2) Domestic Australian factors; the Covid-19 outbreak never really took a hold in Australia, as such they have been able to gradually reopen and should avoid a second wave outbreak (provided they don’t let in floods of infected foreigners, which I doubt they will). Meanwhile, China (Australia’s biggest trade partner is rapidly reopening for business, having been a few months ahead in terms of the outbreak than most of the rest of the world.
Point number 2 brings us onto why AUD has performed so strongly today; overnight data showed Australia’s trade surplus shot to a record high of $10.60bln in March, driven by a 15% increase in exports that month (in part thanks to an export recovery post-Cyclone Damien and due to the Chinese economy reopening in March).

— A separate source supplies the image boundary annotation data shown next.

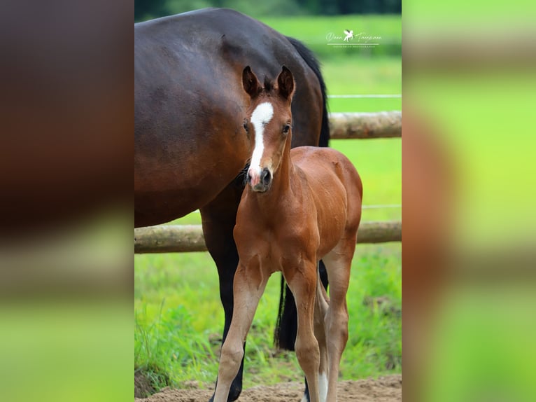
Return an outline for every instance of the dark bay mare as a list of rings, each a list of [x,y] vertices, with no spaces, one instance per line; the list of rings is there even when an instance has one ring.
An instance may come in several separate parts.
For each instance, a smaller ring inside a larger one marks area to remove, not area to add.
[[[249,65],[269,83],[283,64],[297,84],[292,146],[327,146],[325,85],[313,55],[298,41],[227,9],[134,25],[134,226],[164,223],[200,209],[218,268],[224,340],[239,262],[232,231],[251,155],[243,127],[250,99],[242,71]],[[283,286],[282,282],[276,342],[292,349],[296,309]],[[241,391],[243,370],[242,360],[229,401]]]

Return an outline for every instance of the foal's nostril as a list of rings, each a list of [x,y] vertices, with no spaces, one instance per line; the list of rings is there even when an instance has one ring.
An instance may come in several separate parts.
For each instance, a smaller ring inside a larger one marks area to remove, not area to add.
[[[260,174],[260,181],[262,182],[262,184],[268,186],[268,184],[270,183],[271,179],[271,174],[270,174],[270,171],[267,168],[263,169],[262,172]]]

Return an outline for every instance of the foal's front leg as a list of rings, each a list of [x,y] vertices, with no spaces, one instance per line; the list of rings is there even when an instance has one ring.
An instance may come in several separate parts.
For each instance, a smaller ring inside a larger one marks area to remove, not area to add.
[[[239,263],[233,285],[234,309],[231,326],[223,342],[214,402],[227,402],[231,383],[244,358],[244,342],[268,282],[258,261],[248,266]]]

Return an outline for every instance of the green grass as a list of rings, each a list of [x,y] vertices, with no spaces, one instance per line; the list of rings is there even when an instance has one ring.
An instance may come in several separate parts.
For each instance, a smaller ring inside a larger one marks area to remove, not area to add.
[[[292,22],[281,18],[265,21],[283,33],[305,40],[308,45],[322,40],[316,31],[337,24],[348,25],[352,21],[368,24],[366,29],[372,33],[378,30],[386,36],[400,37],[400,18],[348,18],[331,22],[325,18],[293,18]],[[348,52],[332,56],[321,55],[330,94],[400,93],[400,57]],[[329,101],[330,111],[336,112],[401,107],[400,99]],[[365,205],[400,204],[400,139],[334,140],[331,146],[345,153],[356,166],[363,181]],[[363,221],[400,219],[400,208],[363,210]],[[199,224],[200,216],[194,212],[173,223]],[[350,336],[341,363],[341,379],[401,371],[400,255],[400,243],[356,247],[347,296]],[[135,367],[148,375],[157,387],[181,387],[192,380],[212,384],[218,371],[223,311],[217,270],[210,256],[136,255],[134,265]],[[295,356],[272,346],[279,280],[278,273],[270,278],[248,337],[245,387],[302,378]],[[387,302],[381,305],[365,303],[376,297],[385,298]]]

Contributing further to AUD’s boost was China trade data; China posted a surprise Y/Y expansion of 3.5% Y/Y (exp was a -15.7% drop) in exports in April, meaning that its trade surplus was also much better than expected at $45.3bln.
Recovering trade with a recovering Chinese economy should continue to support AUD relative to many of its other, less China exposed, G10 peers.
At least, that is the narrative being pushed by some analysts. Others are much more skeptical of the AUD rally. The rally has closely followed that in US equities, and most analysts agree that at current levels, US equities seem overvalued/disconnected from the harsh economic reality (skyrocketing unemployment rates, plunging earnings expectations etc.).
But, for me, applying the logic that AUD and stocks are correlated and both higher and stocks are overvalued so AUD must be overvalued doesn't add up. As I mentioned earlier, AUD is also being supported by legitimate domestic factors such as 1) being hit less badly by Covid-19 and 2) being more highly exposed to recovering Chinese markets.
The resurgence of US/China trade tensions late last week (US officials ramping up the Covid-19 blame game and threatening China with tariffs and sanctions) does put the bullish AUD narrative to test though…
Any US tariffs or sanctions against China could hamstring AUD’s recovery.
The upcoming trade talks between high-level US and Chinese officials will be crucial for AUD in the near term.